年末調整やWeb給与明細発行など、面倒だが正確さも必要な人事労務手続きを解決する「SmartHR」。BtoB SaaSの中でも際立ってシンプルなその利用規約の秘密に迫ります。

SmartHR利用規約の全体像

まず最初に、SmartHR利用規約の全体像を掴むため、見出しと内容・キーワードを列挙してみましょう。

条番号 見出し 内容・キーワード
第1条 適用 規約の優先適用
第2条 サービス内容 労務業務の効率化・簡略化・最適化を行うサービスであり、社労士業務の代行でないことの確認
第3条 個人番号管理 個人番号のユーザー管理責任
第4条 定義 用語定義
第5条 登録 ユーザー登録手続き
第6条 利用者情報の取扱い プライバシーポリシーへの同意、統計情報の利用
第7条 登録事項の変更 ユーザーによる登録事項変更届出義務
第8条 パスワード及びユーザーIDの管理 ユーザーIDの譲渡・共用等禁止、IDの自己管理責任
第9条 禁止事項 禁止事項
第10条 会員の責任 インターネット環境の準備、メール通知の原則
第11条 利用料金 利用料金の同意に基づく請求、同意が得られなかった場合の利用制限
第12条 本サービスの停止等 サービス提供の停止または中断、AWS原因による提供制限
第13条 権利帰属 知的財産権の帰属、ユーザーによる権利非侵害の保証
第14条 登録抹消等 ユーザー登録の抹消、契約解除
第15条 退会 ユーザー自身による退会、債務の弁済
第16条 本サービスの内容の変更、終了 通知によるサービスの変更、提供終了
第17条 保証の否認及び免責 非保証、免責、1年以内に受領した利用料を損害賠償責任の上限
第18条 秘密保持 ユーザーの秘密保持義務
第19条 本規約等の変更 サイト掲載による規約変更、変更通知後に利用または登録抹消しないことによるみなし同意
第20条 連絡/通知 連絡・通知の方法
第21条 利用契約上の地位の譲渡等 ユーザーによる地位譲渡禁止、SmartHRによる地位譲渡の事前承諾
第22条 分離可能性 分離可能性
第23条 準拠法及び管轄裁判所 日本法、東京地裁専属合意管轄

条文の数は全23条と、多くもなく少なくもなくといったところです。しかし驚くべきはその文字数。

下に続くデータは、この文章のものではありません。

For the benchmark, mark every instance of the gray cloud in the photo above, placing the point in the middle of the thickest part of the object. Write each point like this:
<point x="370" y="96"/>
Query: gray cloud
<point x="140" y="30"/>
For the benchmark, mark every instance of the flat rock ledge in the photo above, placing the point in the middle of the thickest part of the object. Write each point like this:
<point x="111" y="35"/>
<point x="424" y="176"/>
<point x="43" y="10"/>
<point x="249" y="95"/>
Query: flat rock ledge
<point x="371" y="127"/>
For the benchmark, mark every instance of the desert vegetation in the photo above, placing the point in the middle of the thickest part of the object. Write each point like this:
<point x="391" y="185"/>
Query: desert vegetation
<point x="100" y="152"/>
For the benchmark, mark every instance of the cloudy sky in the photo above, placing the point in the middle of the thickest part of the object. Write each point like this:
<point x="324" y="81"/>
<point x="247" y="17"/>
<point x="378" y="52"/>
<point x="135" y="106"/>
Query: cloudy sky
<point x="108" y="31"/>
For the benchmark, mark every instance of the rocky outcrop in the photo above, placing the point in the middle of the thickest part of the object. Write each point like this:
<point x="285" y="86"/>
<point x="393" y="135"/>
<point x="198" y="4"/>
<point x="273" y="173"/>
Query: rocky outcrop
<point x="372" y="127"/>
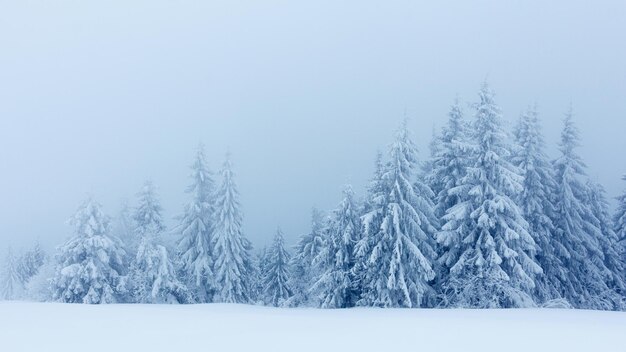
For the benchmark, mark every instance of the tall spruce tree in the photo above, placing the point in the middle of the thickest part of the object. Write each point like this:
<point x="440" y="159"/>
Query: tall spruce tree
<point x="233" y="262"/>
<point x="371" y="219"/>
<point x="12" y="284"/>
<point x="495" y="267"/>
<point x="196" y="227"/>
<point x="276" y="287"/>
<point x="537" y="202"/>
<point x="336" y="285"/>
<point x="619" y="222"/>
<point x="152" y="277"/>
<point x="90" y="264"/>
<point x="401" y="255"/>
<point x="577" y="229"/>
<point x="614" y="277"/>
<point x="303" y="271"/>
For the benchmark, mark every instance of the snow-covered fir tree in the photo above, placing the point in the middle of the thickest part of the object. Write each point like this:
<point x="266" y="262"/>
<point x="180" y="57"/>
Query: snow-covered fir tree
<point x="196" y="226"/>
<point x="260" y="268"/>
<point x="435" y="148"/>
<point x="619" y="222"/>
<point x="30" y="262"/>
<point x="400" y="261"/>
<point x="12" y="286"/>
<point x="577" y="229"/>
<point x="537" y="202"/>
<point x="276" y="283"/>
<point x="152" y="277"/>
<point x="371" y="219"/>
<point x="303" y="270"/>
<point x="450" y="161"/>
<point x="233" y="261"/>
<point x="609" y="244"/>
<point x="124" y="229"/>
<point x="336" y="285"/>
<point x="448" y="168"/>
<point x="90" y="264"/>
<point x="495" y="267"/>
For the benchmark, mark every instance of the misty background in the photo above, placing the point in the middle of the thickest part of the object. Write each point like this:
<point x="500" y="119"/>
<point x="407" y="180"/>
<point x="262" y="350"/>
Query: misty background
<point x="96" y="97"/>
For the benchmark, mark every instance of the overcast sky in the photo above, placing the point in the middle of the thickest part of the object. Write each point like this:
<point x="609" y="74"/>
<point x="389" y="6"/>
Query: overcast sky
<point x="97" y="96"/>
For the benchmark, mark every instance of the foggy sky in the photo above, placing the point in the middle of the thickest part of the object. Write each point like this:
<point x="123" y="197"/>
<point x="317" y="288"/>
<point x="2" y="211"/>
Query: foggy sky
<point x="96" y="97"/>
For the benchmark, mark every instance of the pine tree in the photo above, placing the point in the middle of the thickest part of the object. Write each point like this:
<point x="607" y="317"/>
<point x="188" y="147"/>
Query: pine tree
<point x="276" y="288"/>
<point x="303" y="270"/>
<point x="196" y="227"/>
<point x="449" y="167"/>
<point x="577" y="229"/>
<point x="336" y="285"/>
<point x="537" y="202"/>
<point x="450" y="161"/>
<point x="371" y="219"/>
<point x="233" y="262"/>
<point x="619" y="222"/>
<point x="123" y="229"/>
<point x="30" y="262"/>
<point x="615" y="276"/>
<point x="494" y="268"/>
<point x="152" y="277"/>
<point x="261" y="265"/>
<point x="90" y="264"/>
<point x="12" y="284"/>
<point x="401" y="255"/>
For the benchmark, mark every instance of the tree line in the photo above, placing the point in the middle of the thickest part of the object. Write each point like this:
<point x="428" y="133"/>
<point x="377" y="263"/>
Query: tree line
<point x="487" y="220"/>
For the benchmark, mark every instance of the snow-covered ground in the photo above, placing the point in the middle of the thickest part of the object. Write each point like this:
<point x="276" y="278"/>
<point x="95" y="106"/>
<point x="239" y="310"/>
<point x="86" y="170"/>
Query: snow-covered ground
<point x="220" y="327"/>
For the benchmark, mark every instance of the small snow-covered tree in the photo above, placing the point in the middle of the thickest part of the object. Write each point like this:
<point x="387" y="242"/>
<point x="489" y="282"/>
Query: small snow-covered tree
<point x="196" y="226"/>
<point x="276" y="286"/>
<point x="450" y="161"/>
<point x="577" y="229"/>
<point x="336" y="286"/>
<point x="303" y="270"/>
<point x="12" y="284"/>
<point x="449" y="167"/>
<point x="537" y="202"/>
<point x="123" y="228"/>
<point x="90" y="264"/>
<point x="401" y="256"/>
<point x="233" y="262"/>
<point x="152" y="278"/>
<point x="495" y="267"/>
<point x="30" y="262"/>
<point x="619" y="222"/>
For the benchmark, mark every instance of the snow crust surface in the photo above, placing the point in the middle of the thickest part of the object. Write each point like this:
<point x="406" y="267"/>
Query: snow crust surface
<point x="230" y="327"/>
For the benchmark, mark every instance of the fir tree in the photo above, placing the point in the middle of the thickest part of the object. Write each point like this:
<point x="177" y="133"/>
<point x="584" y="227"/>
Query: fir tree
<point x="303" y="270"/>
<point x="124" y="228"/>
<point x="196" y="226"/>
<point x="450" y="161"/>
<point x="233" y="262"/>
<point x="336" y="285"/>
<point x="577" y="229"/>
<point x="536" y="202"/>
<point x="401" y="256"/>
<point x="276" y="288"/>
<point x="12" y="284"/>
<point x="619" y="222"/>
<point x="494" y="268"/>
<point x="371" y="219"/>
<point x="152" y="277"/>
<point x="30" y="262"/>
<point x="614" y="277"/>
<point x="90" y="264"/>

前回取り上げたMoneyForwardの利用規約が24,000字を超えていたのに対し、SmartHRはその三分の一足らずの7,794字。SaaS規約でここまでコンパクトなものは、そうそう見かけません。

SmartHR利用規約の特徴

なぜここまでコンパクトなのか。その理由を検討してみたいと思います。

(1)一般的なBtoCウェブサービスのひな形がベース

最後まで読み通すと、私たちがよく見慣れているBtoCのウェブサービス利用規約を読んでいるような感覚をおぼえます。実際、条文のところどころに、BtoC向けの規約でよく見かける記述が存在します。

同社のサービスは人事労務系のサービスであり、従業員を抱えないような一般消費者が個人として利用することはないはずですが、たとえば第22条には、消費者契約法の適用を想定した文言があります。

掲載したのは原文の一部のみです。